This seminar is part of the "Europe and the Global Economy" series.
The study of the political consequences of unemployment has a long history in political science. Regarding the electoral impact of unemployment, studies have focused both on its impact on political alienation, as well as its partisan effects. The financial crisis, which unfolded following the collapse of Lehman Brothers and rapidly spread to Europe, provides us with the opportunity to make several methodological improvements over the previous literature. In our empirical analysis, we use fine-grained registry-based data on the economic impact of the crisis and how it varied across Sweden’s more than 5000 electoral districts. We combine this with district-level data on vote-shares for all major parties in parliamentary elections before and after the crisis.
The economic impact varied a great deal across Sweden, mainly affecting industrial centers. Because the impact was so diverse across electoral districts, we are able to estimate the electoral impact of unemployment more efficiently than most previous studies.

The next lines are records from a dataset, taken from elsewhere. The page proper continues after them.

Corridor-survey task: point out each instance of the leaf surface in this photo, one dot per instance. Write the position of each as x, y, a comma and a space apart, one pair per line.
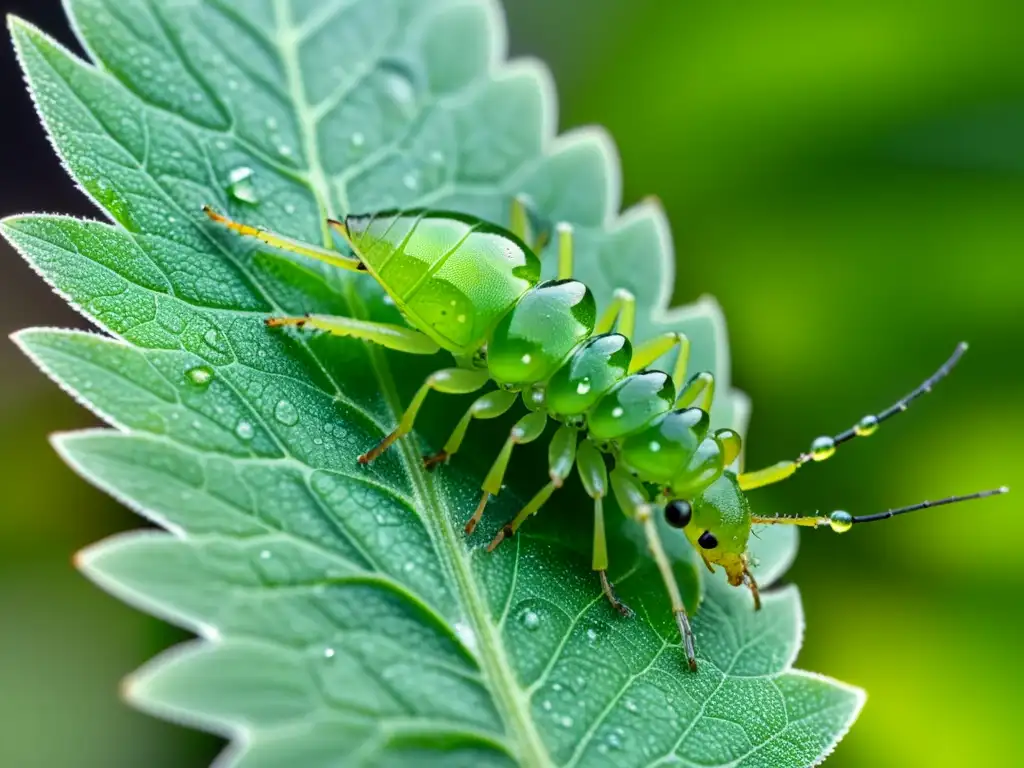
343, 616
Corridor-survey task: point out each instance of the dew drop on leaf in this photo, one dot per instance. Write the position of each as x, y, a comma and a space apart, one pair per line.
241, 185
466, 635
285, 413
201, 376
244, 430
399, 85
530, 620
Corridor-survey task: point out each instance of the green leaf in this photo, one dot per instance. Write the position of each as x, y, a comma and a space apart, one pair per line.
343, 615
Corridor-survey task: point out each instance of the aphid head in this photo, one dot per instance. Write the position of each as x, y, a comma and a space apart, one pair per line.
718, 523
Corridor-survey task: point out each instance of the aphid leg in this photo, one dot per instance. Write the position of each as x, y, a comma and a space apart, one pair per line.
824, 448
633, 500
561, 455
752, 584
399, 338
594, 475
621, 314
651, 349
488, 406
527, 429
699, 391
450, 381
522, 226
564, 250
287, 244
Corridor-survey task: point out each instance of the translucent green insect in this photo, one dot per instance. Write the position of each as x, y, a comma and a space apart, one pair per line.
474, 289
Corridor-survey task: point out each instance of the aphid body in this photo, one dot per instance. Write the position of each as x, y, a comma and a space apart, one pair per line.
474, 289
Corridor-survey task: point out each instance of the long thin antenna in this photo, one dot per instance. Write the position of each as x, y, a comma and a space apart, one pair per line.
925, 505
824, 446
842, 521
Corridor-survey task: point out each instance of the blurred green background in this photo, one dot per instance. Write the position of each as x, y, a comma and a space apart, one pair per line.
848, 179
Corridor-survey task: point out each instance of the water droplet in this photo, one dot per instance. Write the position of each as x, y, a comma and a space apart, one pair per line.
398, 83
529, 620
866, 426
841, 521
245, 430
241, 185
285, 413
822, 449
466, 635
200, 376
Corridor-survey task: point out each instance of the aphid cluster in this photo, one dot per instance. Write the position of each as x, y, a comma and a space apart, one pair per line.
474, 289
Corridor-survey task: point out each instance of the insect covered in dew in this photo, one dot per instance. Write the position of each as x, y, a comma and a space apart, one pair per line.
474, 289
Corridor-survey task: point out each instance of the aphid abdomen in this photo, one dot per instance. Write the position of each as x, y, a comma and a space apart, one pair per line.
662, 451
596, 367
631, 404
542, 330
454, 278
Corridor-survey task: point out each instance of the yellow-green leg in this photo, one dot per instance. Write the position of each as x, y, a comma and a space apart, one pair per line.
488, 406
699, 391
633, 500
286, 244
561, 455
527, 429
450, 381
621, 314
650, 350
399, 338
521, 225
594, 475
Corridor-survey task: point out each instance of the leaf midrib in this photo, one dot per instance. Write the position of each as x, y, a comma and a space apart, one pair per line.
498, 673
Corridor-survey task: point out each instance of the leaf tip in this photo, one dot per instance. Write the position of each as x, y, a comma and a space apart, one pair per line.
22, 31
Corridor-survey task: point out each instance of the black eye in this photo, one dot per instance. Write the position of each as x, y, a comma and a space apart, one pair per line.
708, 540
678, 513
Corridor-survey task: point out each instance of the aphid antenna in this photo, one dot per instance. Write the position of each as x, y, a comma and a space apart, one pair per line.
868, 424
841, 521
925, 505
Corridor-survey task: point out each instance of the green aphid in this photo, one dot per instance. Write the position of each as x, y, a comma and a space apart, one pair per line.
474, 289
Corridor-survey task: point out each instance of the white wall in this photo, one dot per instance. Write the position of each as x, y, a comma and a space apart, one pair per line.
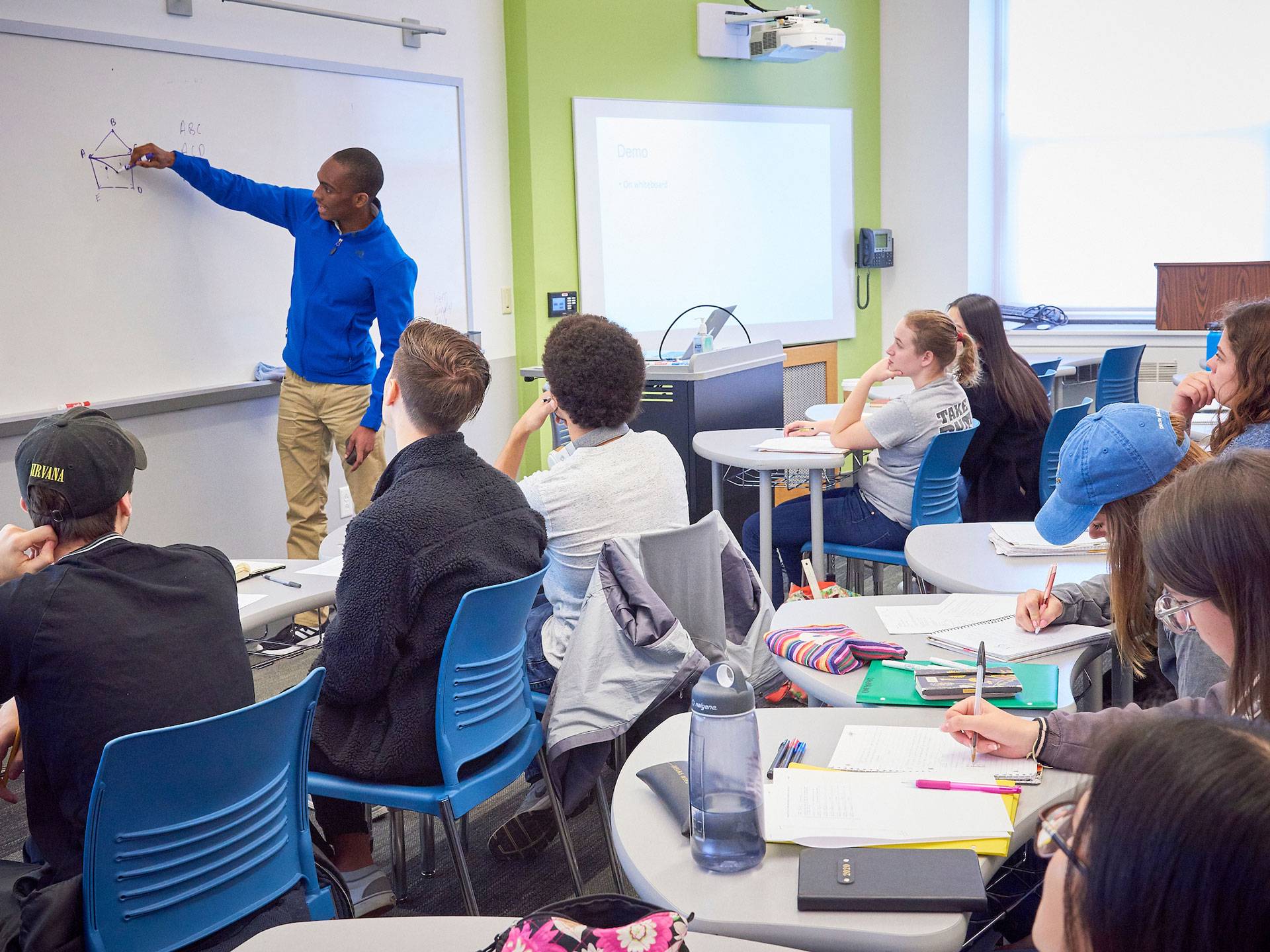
216, 476
925, 153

Moreover, the sources of the crisis were not domestic. Because the crisis was an exogenous shock to the Swedish economy, the selection bias that is usually inherent in estimating the electoral impact of unemployment is mitigated. According to the results, the electoral impact of crisis-induced unemployment was large, leading to a marked fall in the vote share of the established left parties and a corresponding increase in that of the main radical right party.
Kåre Vernby is Associate Professor at the Department of Government, Uppsala University, where he teaches courses in comparative politics and methods. His research interests are in political economy and political behavior and his papers have been published or are forthcoming in academic journals such as American Journal of Political Science, Electoral Studies, European Union Politics and Politics & Society as well as several edited volumes.